Numa civilização em que o ideal individualista foi alçado a um grau de afirmação até então desconhecido, os indivíduos descobrem-se tendendo para um estado em que pensam, sentem, fazem e amam exatamente as mesmas coisas nas mesmas horas, em porções do espaço estritamente equivalentes.[7]
Deste modo, o esgarçamento vivido no laço social acaba criando comunidades de gozo nas quais proliferam cada vez mais fenômenos identificatórios.
Em que pese estejamos na época da evaporação do pai, Lacan
propõe a ideia de uma cicatriz deixada por essa evaporação e que poderíamos colocar sob o título geral de segregação, apesar de acreditarmos que o universalismo, a comunicação, em nossa civilização, homogeneizaria a relação entre os homens.
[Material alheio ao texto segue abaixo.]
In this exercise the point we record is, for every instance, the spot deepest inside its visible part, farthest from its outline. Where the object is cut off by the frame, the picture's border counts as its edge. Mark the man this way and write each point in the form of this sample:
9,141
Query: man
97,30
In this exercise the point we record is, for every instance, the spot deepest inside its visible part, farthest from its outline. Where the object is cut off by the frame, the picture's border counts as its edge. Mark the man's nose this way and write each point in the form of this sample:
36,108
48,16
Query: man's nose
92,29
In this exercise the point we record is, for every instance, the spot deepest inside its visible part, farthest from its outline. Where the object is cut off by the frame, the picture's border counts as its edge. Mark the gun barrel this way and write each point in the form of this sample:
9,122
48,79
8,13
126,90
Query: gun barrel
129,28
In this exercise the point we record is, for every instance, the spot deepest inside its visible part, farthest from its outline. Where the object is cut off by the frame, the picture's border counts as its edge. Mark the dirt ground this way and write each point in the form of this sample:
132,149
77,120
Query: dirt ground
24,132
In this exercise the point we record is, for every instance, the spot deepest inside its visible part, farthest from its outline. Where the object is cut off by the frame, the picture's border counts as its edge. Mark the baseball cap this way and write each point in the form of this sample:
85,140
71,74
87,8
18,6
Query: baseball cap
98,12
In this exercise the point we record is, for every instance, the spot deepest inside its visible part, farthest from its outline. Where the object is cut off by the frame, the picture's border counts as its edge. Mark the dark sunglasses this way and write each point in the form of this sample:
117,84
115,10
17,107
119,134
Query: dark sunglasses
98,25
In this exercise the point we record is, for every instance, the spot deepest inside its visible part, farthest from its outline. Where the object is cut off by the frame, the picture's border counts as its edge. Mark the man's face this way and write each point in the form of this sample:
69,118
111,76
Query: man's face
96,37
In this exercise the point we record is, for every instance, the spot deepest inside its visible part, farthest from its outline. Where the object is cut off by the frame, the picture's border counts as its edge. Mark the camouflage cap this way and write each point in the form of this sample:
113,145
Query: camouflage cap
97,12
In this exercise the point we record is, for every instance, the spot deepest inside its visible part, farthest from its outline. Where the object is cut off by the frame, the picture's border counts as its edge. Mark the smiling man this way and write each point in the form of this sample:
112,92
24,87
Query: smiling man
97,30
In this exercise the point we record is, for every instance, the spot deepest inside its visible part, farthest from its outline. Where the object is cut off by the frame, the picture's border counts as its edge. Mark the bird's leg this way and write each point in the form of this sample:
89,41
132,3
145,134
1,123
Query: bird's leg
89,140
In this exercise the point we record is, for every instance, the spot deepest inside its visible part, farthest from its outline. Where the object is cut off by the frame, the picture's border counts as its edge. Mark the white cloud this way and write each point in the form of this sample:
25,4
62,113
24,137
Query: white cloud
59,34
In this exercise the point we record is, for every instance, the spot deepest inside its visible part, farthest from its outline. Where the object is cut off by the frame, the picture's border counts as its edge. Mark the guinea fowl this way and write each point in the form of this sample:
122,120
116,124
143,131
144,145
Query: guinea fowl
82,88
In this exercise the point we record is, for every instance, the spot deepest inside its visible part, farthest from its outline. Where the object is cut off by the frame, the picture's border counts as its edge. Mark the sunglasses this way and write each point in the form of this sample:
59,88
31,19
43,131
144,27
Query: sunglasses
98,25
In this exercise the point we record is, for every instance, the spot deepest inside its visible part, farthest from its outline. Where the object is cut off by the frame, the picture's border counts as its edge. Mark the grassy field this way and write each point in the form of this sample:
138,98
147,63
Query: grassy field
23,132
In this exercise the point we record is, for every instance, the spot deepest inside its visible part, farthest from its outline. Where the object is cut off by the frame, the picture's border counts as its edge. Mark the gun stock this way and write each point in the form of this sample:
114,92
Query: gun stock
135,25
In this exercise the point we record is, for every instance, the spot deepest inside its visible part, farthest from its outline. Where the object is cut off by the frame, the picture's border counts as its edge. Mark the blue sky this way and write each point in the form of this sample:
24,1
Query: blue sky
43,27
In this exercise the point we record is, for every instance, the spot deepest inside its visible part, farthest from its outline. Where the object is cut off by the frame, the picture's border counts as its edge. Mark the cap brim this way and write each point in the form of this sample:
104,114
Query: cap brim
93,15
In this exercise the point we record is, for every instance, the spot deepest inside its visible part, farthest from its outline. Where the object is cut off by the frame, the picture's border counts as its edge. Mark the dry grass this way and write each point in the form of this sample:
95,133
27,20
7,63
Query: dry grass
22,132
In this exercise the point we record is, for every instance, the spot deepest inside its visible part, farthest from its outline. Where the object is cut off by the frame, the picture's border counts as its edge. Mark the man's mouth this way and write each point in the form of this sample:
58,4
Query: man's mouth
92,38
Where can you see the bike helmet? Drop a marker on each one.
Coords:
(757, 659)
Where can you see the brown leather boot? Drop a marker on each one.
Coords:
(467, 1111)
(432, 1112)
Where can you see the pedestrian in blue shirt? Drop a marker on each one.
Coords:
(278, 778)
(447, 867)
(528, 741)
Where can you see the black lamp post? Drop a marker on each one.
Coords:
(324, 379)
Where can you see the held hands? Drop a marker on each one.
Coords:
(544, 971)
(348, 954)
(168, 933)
Se o pai do patriarcado evaporou, o sujeito tem que se haver com a relação com o pai, que continua tendo sua importância.[8]
Assim,
A psicanálise é a via aberta por Freud ao adulto que não se sente muito bem em suas roupagens, para tentar compreender esta criança que ele foi e de quem se esquece, aquela que, para além das palavras do Outro, encontrou alguma coisa inominável, que Lacan demarcou na topologia dando-lhe a letra a.[9]
O tema exposto, portanto, abre um leque de possibilidades de investigação, e ficam aqui lançados a partida e o convite para que cada um possa se engajar nos inúmeros núcleos de investigação e pesquisa que integram a Seção Clínica do Instituto de Psicanálise e Saúde Mental.